そしてそのままリーダーらしいスキンヘッドのマッチョが、無駄に筋肉を張りながら自分たちの事を話し始めた。
まあ、昼間の『スノーボード』の買い取りに関するゴタゴタだってことは、説明されなくても分かってたけど。自分たちが騙したくせにこうやって襲いかかって来るとか最低だな。
一座のみんなにも行かないように言っておこう。
周りの男たちは武器を抜こうともしないでニヤニヤと笑っている。どうやら強者の余裕と言った所らしい。こっちは頼りない(自分で言ってて情けないけど)男が一人に、少女二人。楽勝だと思っているんだろう。
確かに前まではそうだった。でも今は違う。ルンカーさんに鍛えてもらった成果を出す時だ。
俺はそっと持っていた荷物を下ろした。
スキンヘッドのマッチョ、略してスキンマッチョは得意げに自分たちがどれだけ強いか語っていて、こちらには注目していない。
「アルトは右を頼む」
「はい」
頷くとアルトは荷物から今日買ったばかりの短剣を取り出した。俺の剣は流石に取り出せばすぐにわかる。今はまだ取り出さない。
「ちょっと何を考えてるの。こんな奴ら大魔法使いたる私にかかれば一瞬よ」
こんな状況でも大魔法使いって見栄を張るのか。
何もさせないってのも可愛そうだな。
それならとやってほしいことを耳元でささやいてやる。渋々ながらもシズネは分かったと言った。
さあ、ここから初めての対人戦だ。どれぐらい強くなったか確かめさせてもらうぜ。
「だからお前たちには俺達に倒されるという結末しかないのだ」
延々としゃべり続けていたスキンマッチョの話が途切れた瞬間、シズネが魔法を唱えた。
「ラップ」
唱えたというよりただ呟いただけというそれだけで、頭上でパチンという音が聞こえた。
ラップは空気を弾けさせて音を出す魔法のようだ。
「何だ」
男たちの視線が一瞬上に向く。シズネに頼んだ男たちの注意を引いて欲しいというのは叶えられた。
次に見せるのは俺たちの方だ。
行くぞっ!
アルトが右に、俺が左の敵に向かって走る。
「やばい、来たぞ」
気付いたころには遅い。俺はもう一人目の男の懐に入り込んでいる。
「一人目! はあああ!」
裂帛の気合いと共に剣の柄の部分をみぞおちにつきこむ。
倒れ込む一人目を右の敵の方に蹴り倒して追撃を防ぎつつ、まだ茫然とした状態から回復していない左の敵に剣を叩きつけて気絶させる。

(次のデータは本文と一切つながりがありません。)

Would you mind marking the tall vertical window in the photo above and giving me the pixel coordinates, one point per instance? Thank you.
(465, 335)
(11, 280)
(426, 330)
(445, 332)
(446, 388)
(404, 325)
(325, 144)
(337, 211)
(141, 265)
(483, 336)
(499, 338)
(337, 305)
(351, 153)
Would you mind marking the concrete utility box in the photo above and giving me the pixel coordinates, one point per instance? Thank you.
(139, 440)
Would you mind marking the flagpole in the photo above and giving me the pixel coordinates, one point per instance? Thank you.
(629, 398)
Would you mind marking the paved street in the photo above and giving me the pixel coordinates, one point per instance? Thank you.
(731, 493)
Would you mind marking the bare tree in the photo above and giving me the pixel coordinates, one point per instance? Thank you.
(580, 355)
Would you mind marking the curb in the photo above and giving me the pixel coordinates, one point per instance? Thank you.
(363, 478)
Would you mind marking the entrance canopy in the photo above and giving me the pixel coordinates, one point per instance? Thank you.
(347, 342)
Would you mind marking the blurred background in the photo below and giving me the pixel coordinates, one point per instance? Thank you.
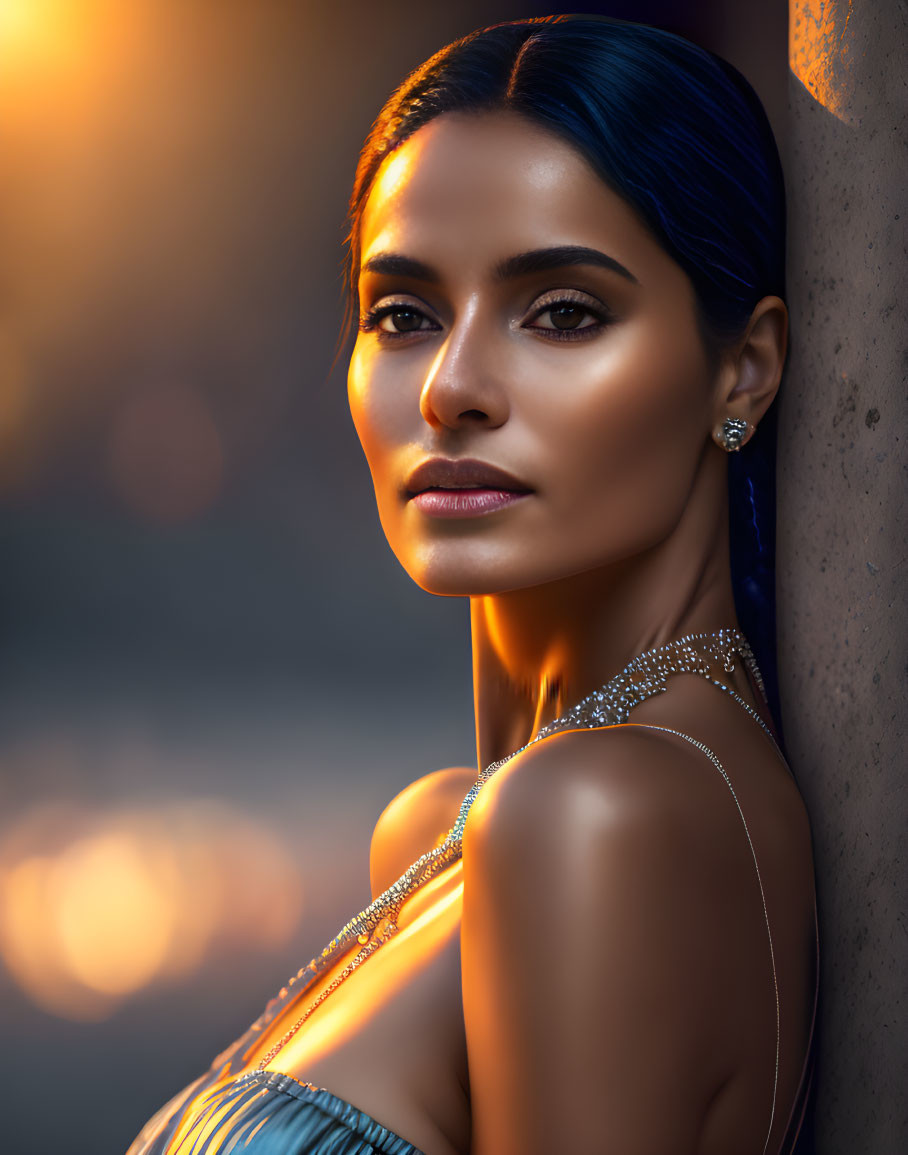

荒くれ者らしい悪党でも流石に殺すわけにはいかないからな。
「アルト、一応殺すなよ」
ちらりとアルトの方を見ると、もう三人目が倒されるところだった。と見ている内に四人目が倒される。小さな体をさらに縮めるようにして、その瞬発力や速度を活かして足元を狙う。普通足下を攻撃されることなんかないから、敵の男たちはいい様にあしらわれていた。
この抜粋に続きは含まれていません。